Queer Attachments by Sally Munt

 

 

 

 

 

Sally R Munt  Queer Attachments: The Cultural Politics of Shame

2007 Hampshire:  Ashgate  268 pages

978-0-7546-4923-6  £18.99

 

 

 

How do we cope with shame?  I was a queer little boy in the 1950’s and the 1960’s, and started my coming out journey in 1966 – to family, friends, colleagues, students and ultimately in the streets of the GLF in 1970. The shame I had so strongly felt in my childhood and youth was radically transformed into a pride in being gay. It enabled me to get on with life from then on. Sally Munt’s latest challenging and erudite book  takes us into the heart of this shame.

Her book raises issues around the ways in which shame is handled, resisted and even transformed into joy.  Her approach takes a Foucauldian/ Butler line  – discursively and perfomatively based, but without too much of the jargon.  Her method is the cultural geneaology of shame. Her  concerns are with queer shame- as it takes sexual, class and ethic forms: just how is the world of largely middle class respectability  used culturally to shame key groups.? Her topics  are queers, Irish Catholics in Britain, and the underclass. She ranges widely from historical scandals (Lord Castelhaven and Edmund Burke), contemporary art ( the work  of Tracey Emin), and case studies ( the suicidal death of UCSC Chancellor  Denis Denton), to the queer movement in . St Patricks’s Day Parades in New York to and a fascinating series of  contemporary cultural readings – from the blatantly queer (Queer as  Folk) to the maybe less obviously queer (The Office and Shameless) to the work of phillip Pullman Dark/Northern Lights.Her concern is always with the ways in which shame circulates, marks out queered groups, and how these can be seen often to resist and show pride in their differences. Shame is linked to pride, and this dualism is  one way o f looking at the new social movements that started in the 1960’s… communities of shame can be transformed, new attachments forged, and new identities and pride emerges. In many ways this is all a positive acoount of the workings of shame- how it can transformand liberates…  Shame is not always negative.

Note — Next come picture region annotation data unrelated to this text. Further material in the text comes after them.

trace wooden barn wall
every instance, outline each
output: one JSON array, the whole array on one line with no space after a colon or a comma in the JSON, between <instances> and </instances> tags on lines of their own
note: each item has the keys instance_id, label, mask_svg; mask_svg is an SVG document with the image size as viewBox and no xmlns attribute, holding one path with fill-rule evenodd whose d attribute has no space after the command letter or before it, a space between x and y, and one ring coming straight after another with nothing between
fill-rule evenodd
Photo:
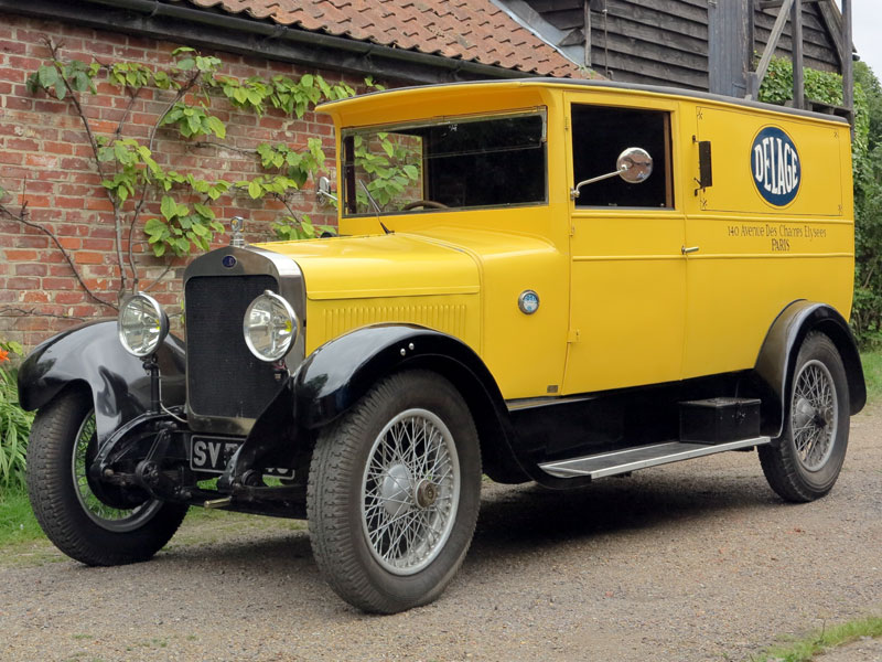
<instances>
[{"instance_id":1,"label":"wooden barn wall","mask_svg":"<svg viewBox=\"0 0 882 662\"><path fill-rule=\"evenodd\" d=\"M568 34L564 45L584 44L583 0L527 3ZM590 8L594 71L613 81L709 89L708 0L591 0ZM776 10L755 11L757 54L765 47L776 15ZM837 71L836 46L816 4L804 4L803 22L806 66ZM777 52L788 56L790 47L788 23Z\"/></svg>"},{"instance_id":2,"label":"wooden barn wall","mask_svg":"<svg viewBox=\"0 0 882 662\"><path fill-rule=\"evenodd\" d=\"M775 25L777 12L756 10L754 12L754 51L762 54L772 28ZM793 50L790 22L784 26L784 34L778 41L777 55L789 57ZM839 72L839 56L831 35L825 26L817 4L803 4L803 56L805 66L822 72Z\"/></svg>"}]
</instances>

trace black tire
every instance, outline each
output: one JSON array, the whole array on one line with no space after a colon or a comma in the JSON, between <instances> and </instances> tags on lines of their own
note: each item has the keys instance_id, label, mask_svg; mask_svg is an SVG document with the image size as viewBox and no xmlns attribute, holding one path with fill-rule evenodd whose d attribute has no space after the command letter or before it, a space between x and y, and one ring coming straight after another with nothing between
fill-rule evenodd
<instances>
[{"instance_id":1,"label":"black tire","mask_svg":"<svg viewBox=\"0 0 882 662\"><path fill-rule=\"evenodd\" d=\"M147 560L178 531L186 506L146 501L125 511L103 504L84 473L75 478L75 468L84 469L94 453L94 421L85 391L68 388L37 412L26 471L36 521L58 549L86 565Z\"/></svg>"},{"instance_id":2,"label":"black tire","mask_svg":"<svg viewBox=\"0 0 882 662\"><path fill-rule=\"evenodd\" d=\"M426 605L462 564L480 502L477 433L459 392L434 373L399 373L319 436L306 491L313 554L354 607Z\"/></svg>"},{"instance_id":3,"label":"black tire","mask_svg":"<svg viewBox=\"0 0 882 662\"><path fill-rule=\"evenodd\" d=\"M805 503L830 491L848 448L848 380L839 351L827 335L806 337L788 397L784 434L759 447L760 462L782 499Z\"/></svg>"}]
</instances>

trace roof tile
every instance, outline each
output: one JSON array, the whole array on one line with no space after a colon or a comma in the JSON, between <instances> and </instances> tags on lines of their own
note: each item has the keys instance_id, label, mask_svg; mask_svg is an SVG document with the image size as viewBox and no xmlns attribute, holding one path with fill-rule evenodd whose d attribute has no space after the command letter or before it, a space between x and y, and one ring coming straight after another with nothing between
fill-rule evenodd
<instances>
[{"instance_id":1,"label":"roof tile","mask_svg":"<svg viewBox=\"0 0 882 662\"><path fill-rule=\"evenodd\" d=\"M579 67L491 0L179 0L311 32L524 73L581 76Z\"/></svg>"}]
</instances>

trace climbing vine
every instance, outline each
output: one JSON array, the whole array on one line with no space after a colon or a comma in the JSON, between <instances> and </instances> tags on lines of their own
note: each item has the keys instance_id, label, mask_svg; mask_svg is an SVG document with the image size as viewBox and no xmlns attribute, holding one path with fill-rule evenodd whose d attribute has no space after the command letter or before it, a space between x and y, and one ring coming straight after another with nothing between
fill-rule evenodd
<instances>
[{"instance_id":1,"label":"climbing vine","mask_svg":"<svg viewBox=\"0 0 882 662\"><path fill-rule=\"evenodd\" d=\"M152 66L135 62L66 60L60 44L49 39L44 43L50 56L30 75L28 89L34 95L65 102L85 129L92 161L112 207L120 277L117 299L140 287L133 253L139 242L146 243L154 256L165 259L207 250L215 235L224 231L213 204L225 194L281 202L286 213L273 224L280 238L312 237L326 229L313 226L309 217L301 217L291 206L292 195L324 164L320 139L309 139L300 150L282 143L263 143L255 150L230 147L254 157L263 170L248 180L235 181L163 166L173 159L159 159L154 150L160 131L166 137L171 131L194 147L228 147L224 142L227 126L216 110L218 102L257 116L275 108L301 118L315 104L352 96L355 90L349 85L331 84L313 74L298 79L282 75L237 78L220 73L219 57L191 47L174 50L164 66ZM99 94L98 83L106 83L128 97L112 132L94 130L94 122L82 105L85 95ZM366 83L376 86L373 81ZM151 90L152 98L161 99L164 107L148 136L140 138L132 131L132 109L139 98L148 96L146 90ZM157 209L159 214L155 214ZM52 235L50 228L29 221L26 200L15 211L3 203L0 194L0 213ZM67 252L57 238L54 241L76 273ZM116 307L115 301L92 291L78 274L77 277L93 300Z\"/></svg>"}]
</instances>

This study is the latest example of a new wave of studies of emotion that started to appear after Arlie Hochchild’s trail blazing The Managed Heart in the early 1980’s. The field of studying emotions psychosocially  is now very well  established across the social sciences. And shame – along with its closely allied feelings of disgust and guilt – is often to the forefront.  It is one of the key  ‘structures of feeling’ that  dwell, often dramatically, with bodies and cultures.  But here Munt gives it all a queer reading. She is concerned with the historical production of queered identities within cultural narratives of respectability that then generate shame..  at the edge, on the margins of certain  outcast groups > and usually these are narratives which privilege straight men, the middle class and Protestants… (though surely all religious groups.. a problem here)……. the poor, the queer and the Irish Catholic are her key concerns…  a study of the shame habitus of certain groups….

Although she draws from a wide range of theorists, the presence of Foucault haunts the book – alongside Judith  Butler. This gives a distinctive twist to her approach. It is discursively and perfomatively based.

There are other ways of thinking about shame. For Nussbaum, it is a road for hiding our humanity. For Scheff and Retzinger, it is a universal source of rage that shapes all of history. For Jack Katz is a feeling that needs direct observational research. Everyway of seeing is a way of not seeing, and  this book….????

Religion raises its ugly head throughout this book. Christianity (and dare I say it, especially Catholicism) provides the spectre of shame in western societies. Orginal sin is orginal sin! But the book is weaker at sensing this – Catholics are seen as a minority, whereas in most  of the world this is not true. They routinely are embedded in cultures of shame (and more individualised guilt – but that is another matter not mentioned here). But Muslim cultures might raise the even wider issue of honor shame society: a key issue for modern accounts of the world. To even think about queer shame in most Muslim cultures puts the work of Tracey Ermin in some perspective.

Along with shame comes its counterpart of respect. Critical humanist theory would advocate a greater need for all human beings to recognise and respect the other. We are all vulnerable human beings…..

This book is a dazzling, erudite and highly intelligent read for all those interested in matters queer, emotional and cultural.